Lionesses: It’s been no easy win… and there’s a long way still to go
Women's football always had a home at the CNJ
Thursday, 4th August 2022 — By Catherine Etoe

Beth Mead in the England training camp [Catherine Etoe]
After seeing England crowned European champions on an emotional day at Wembley, CATHERINE ETOE reflects on how the Lionesses – and women’s football – got here
IF Wembley Stadium had a roof, it would have been raised to the heavens on Sunday as a packed house roared England on to the most precious of victories in the final of Euro 2022.
Crowned European champions after beating eight-time winners Germany in front of a record crowd for any Euro final, men’s or women’s, this was an England we could all feel pride in.
And as thousands crooned Sweet Caroline and the players danced around the pitch, hugging and crying in turn, it took every ounce of self-control not to sit down in my press seat and weep.
It is 21 years since our late editor Eric Gordon encouraged me to travel to Germany for my first European Championship.
“Why not just go?” he said as I stood in his office mulling over my options. One hastily penned fax to UEFA later, I was on my way.
I’d covered Arsenal’s players on England duty several times by that point and this was just another chance to write about them.
But there is something special about the day-to-day closeness to the players and intensity of matches that tournament football inevitably brings.

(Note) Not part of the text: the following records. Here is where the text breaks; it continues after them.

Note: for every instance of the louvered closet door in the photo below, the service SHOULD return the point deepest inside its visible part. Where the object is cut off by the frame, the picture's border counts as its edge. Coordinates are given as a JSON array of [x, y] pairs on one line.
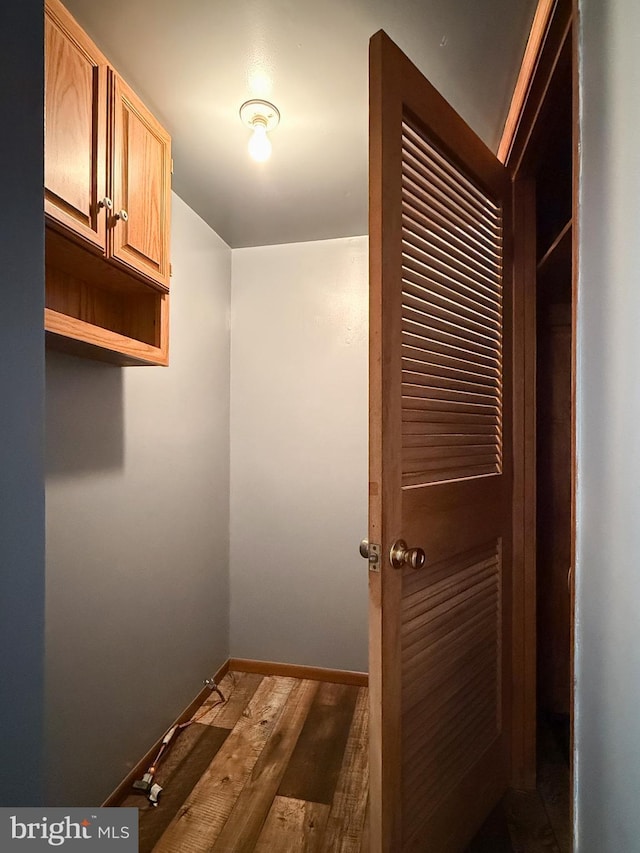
[[440, 465]]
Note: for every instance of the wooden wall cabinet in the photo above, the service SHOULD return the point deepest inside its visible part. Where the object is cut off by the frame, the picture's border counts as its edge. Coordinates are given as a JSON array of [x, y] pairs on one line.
[[107, 206]]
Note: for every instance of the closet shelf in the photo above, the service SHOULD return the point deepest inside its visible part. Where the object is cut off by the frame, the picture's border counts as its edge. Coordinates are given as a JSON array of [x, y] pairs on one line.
[[559, 250]]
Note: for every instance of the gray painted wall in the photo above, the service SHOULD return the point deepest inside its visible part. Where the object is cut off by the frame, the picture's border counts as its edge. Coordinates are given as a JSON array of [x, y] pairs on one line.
[[21, 406], [299, 453], [608, 536], [137, 531]]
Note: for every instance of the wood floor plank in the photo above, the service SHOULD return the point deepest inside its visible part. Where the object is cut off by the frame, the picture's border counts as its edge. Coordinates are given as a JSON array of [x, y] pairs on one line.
[[238, 688], [203, 744], [293, 825], [553, 785], [346, 818], [243, 828], [529, 827], [202, 817], [364, 844], [313, 771], [493, 836]]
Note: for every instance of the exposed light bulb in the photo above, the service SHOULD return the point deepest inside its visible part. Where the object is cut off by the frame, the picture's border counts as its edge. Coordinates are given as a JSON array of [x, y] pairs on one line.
[[260, 117], [259, 144]]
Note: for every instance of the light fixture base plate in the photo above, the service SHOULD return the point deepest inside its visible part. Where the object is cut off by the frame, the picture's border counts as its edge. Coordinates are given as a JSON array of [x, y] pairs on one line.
[[251, 110]]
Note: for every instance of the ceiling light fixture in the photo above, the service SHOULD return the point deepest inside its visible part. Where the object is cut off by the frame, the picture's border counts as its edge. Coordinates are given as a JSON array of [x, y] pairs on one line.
[[261, 117]]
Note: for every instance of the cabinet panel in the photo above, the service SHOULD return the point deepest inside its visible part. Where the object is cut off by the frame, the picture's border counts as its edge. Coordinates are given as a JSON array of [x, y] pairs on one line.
[[139, 234], [75, 130]]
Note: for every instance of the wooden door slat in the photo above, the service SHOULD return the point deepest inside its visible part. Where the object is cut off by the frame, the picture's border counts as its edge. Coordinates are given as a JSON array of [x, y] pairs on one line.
[[418, 197], [467, 187], [464, 273], [422, 162], [417, 167], [433, 228], [428, 302]]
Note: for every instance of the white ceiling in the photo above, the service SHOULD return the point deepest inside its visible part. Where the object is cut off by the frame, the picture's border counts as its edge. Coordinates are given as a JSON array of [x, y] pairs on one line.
[[194, 62]]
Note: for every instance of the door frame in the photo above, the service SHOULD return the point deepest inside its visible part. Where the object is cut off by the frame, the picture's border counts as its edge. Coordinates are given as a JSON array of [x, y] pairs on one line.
[[554, 22]]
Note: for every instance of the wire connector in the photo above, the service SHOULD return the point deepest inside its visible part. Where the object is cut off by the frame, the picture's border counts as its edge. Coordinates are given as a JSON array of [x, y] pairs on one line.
[[211, 684]]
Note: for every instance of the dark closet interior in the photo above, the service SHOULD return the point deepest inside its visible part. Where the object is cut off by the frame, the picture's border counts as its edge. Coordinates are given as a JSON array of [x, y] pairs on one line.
[[553, 173]]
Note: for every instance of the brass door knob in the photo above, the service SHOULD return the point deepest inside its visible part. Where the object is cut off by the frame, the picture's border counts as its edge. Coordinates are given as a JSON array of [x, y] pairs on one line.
[[400, 555]]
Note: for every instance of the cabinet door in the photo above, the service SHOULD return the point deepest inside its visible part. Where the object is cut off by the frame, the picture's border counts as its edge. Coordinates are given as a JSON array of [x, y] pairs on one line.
[[141, 163], [75, 130]]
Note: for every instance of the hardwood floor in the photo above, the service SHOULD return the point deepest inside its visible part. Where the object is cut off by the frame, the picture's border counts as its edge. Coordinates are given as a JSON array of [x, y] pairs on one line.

So even after watching England get thumped by Sweden and be sent packing by hosts and eventual victors Germany, I was absolutely hooked.
There was no glory attached to covering England in those days. They were but a minnow in a sea of European giants, the players still working full-time, and manager Hope Powell spending her days fighting the FA suits for scraps.

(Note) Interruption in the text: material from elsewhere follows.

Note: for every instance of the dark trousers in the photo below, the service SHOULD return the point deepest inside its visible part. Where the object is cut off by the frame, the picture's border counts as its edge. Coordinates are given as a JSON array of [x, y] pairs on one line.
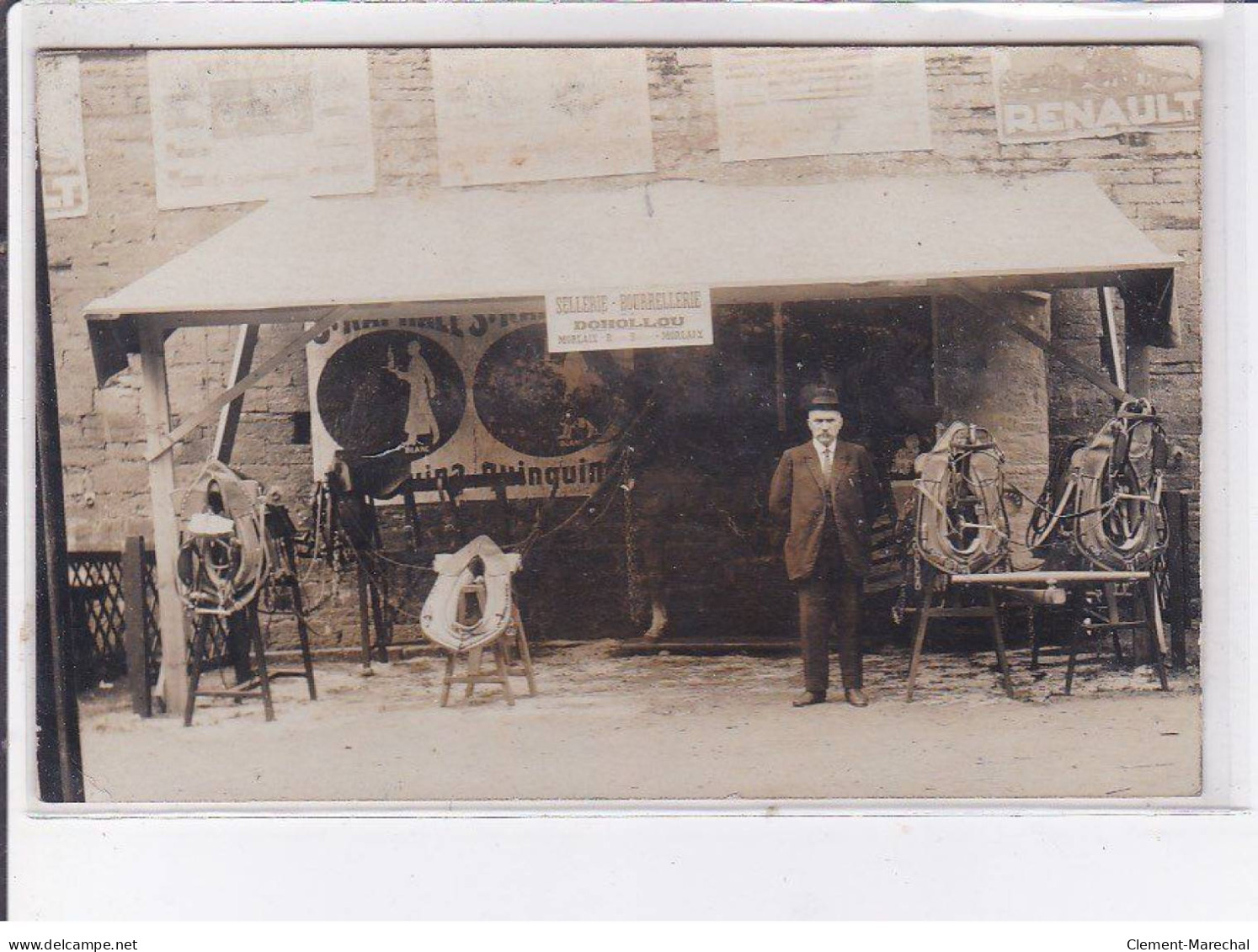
[[829, 598]]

Journalists fared little better, a minuscule press pack battling for space in a world dominated by men’s football.
Yet I always knew my reports would have a place in this newspaper.
In fact, there was space for women’s football here before I was sent by Eric to cover my first Arsenal match in 1999, but I was given free rein to up the ante.
And I did so, covering Arsenal as they chased European glory across Scandinavia; reporting on England from World Cups in China, Germany and France, and European championships in England, Finland and Sweden.
A young girl watches a mural honouring the England team go up in Euston Road [Simon Lamrock]
It may have seemed bizarre to some – a local paper giving airtime to an England football team that so few people knew or even cared about.
But this wasn’t self-indulgence.
The CNJ has never followed the pack when it comes to sport and we knew that women’s football had value to our readers and deserved its platform. It was just that nobody else had realised it yet.
They all realise it now, of course, now that a fully professional England side packed with flair and character have sparkled in a home Euros to become the darlings of the nation and newsworthy subjects for the national press.
Catherine Etoe reporting from the European championships in 2001
This England’s achievement means something to me, too, and I felt the breath pull out of my lungs and sobbed openly as I watched thousands throng along Wembley Way to support them on Sunday.
I’m so happy we have come to this, but it has been no easy win. The 1921 ban on women playing football on FA grounds lasted 50 years, set our sport back decades, and there is still a long way to go.
But for now, we can look back on a tournament well played.
Football came home this week, we are told. I’m proud to say women’s football has always had a home at the CNJ.